We also need to understand how these AI organisations meaningfully differ. Consider business models. Many AI policy discussions focus on business-to-consumer (B2C) AI products, like chatbots or image generation tools, and the companies that develop them. This is natural as these tools tend to be (somewhat) free, easy-to-use, and very memeable. We also have readily available market size metrics on web visits, app downloads and subscriber numbers that clearly demonstrate their uptake. In contrast, many B2B or B2G AI use cases take place behind closed doors, often in relatively staid areas, such as document retrieval. These use cases typically involve subsuming AI into internal workflows, or existing products, without a visible price tag attached. This means that we have a partial picture about how AI is diffusing across society, which in turn skews the resulting policy discussions away from important topics, such as the use of AI in drug discovery or cybersecurity.

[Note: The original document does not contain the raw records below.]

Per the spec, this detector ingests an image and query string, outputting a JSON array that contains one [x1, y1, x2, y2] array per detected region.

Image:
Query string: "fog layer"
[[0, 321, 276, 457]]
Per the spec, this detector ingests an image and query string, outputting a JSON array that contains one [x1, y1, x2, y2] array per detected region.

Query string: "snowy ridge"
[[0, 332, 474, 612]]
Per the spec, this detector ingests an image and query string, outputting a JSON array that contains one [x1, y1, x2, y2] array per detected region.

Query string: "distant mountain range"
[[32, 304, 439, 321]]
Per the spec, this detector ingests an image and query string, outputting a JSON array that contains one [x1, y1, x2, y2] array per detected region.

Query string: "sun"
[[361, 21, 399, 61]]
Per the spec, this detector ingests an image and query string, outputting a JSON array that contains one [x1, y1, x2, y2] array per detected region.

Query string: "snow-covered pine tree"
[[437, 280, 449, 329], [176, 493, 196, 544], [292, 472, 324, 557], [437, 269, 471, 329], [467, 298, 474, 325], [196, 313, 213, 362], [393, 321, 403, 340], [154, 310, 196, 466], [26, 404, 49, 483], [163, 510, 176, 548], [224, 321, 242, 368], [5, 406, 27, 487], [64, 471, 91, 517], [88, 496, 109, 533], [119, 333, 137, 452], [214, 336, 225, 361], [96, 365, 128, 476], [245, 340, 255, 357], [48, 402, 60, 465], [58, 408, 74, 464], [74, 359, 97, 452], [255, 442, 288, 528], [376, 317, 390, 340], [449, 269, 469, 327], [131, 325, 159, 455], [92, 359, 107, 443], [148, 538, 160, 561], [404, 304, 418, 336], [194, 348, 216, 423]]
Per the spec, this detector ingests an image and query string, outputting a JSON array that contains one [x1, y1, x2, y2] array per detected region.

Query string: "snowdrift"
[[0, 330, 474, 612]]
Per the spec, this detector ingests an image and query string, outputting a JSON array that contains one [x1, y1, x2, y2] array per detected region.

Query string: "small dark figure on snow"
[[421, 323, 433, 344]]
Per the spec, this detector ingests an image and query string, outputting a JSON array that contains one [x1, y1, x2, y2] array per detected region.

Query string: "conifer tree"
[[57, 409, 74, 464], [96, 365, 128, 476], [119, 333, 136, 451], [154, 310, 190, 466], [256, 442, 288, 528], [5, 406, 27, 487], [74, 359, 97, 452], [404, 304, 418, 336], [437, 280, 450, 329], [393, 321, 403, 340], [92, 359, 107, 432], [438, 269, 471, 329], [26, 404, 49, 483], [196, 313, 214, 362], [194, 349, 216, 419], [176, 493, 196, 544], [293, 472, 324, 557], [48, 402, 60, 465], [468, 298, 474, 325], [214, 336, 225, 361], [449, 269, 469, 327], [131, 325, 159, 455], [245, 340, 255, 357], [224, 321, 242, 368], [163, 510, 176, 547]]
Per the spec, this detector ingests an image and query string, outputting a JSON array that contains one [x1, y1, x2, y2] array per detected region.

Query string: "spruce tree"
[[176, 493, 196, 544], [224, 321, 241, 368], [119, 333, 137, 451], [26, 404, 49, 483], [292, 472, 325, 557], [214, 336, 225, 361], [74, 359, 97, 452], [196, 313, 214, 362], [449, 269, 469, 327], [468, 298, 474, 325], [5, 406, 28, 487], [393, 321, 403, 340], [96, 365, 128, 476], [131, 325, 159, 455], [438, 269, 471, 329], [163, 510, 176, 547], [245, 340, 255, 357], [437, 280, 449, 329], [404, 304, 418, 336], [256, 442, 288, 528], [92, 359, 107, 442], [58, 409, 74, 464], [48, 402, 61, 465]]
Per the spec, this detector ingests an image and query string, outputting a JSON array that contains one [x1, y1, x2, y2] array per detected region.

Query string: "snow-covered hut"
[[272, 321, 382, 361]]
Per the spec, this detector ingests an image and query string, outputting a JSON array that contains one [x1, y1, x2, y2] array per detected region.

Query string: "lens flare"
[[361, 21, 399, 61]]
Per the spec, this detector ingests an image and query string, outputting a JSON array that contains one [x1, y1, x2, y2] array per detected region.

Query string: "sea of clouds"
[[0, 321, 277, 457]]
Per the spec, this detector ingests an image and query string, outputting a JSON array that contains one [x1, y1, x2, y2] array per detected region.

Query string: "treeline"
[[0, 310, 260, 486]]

Beyond organisations, we need to track the flow and make-up of AI practitioners, and the accompanying policy questions this raises, such as: to what extent should we be worried about ‘AI brain drain’ from academia to the private sector, versus being reassured that industry wants to hire PhD graduates? To what extent should we be worried, or excited, about the flow from practitioners from more foundational AI research, to sector-specific applications? How worried should we be about more traditional AI brain drain - i.e. practitioners leaving their home countries to work in a small number of AI hotspots? There are plausible scenarios where such brain drain could be positive for the sender country, if those departing provide remittances, technology transfers and later return to help build up local ecosystems. However, historically, the geographical concentration of scientific research and spin outs has likely had detrimental effects on inequality, while no doubt also accelerating innovation. This raises a question about how AI companies, and policymakers, can better support, without co-opting, AI ecosystems outside the West, where more is already occurring than is typically credited. As AI shifts to real-world deployment, a further question is whether governments and AI companies should be funding and attracting different kinds of AI expertise, perhaps shifting away from PhDs, to more targeted engineering or data curation qualifications, or to different types of PhDs, such as in computational biology.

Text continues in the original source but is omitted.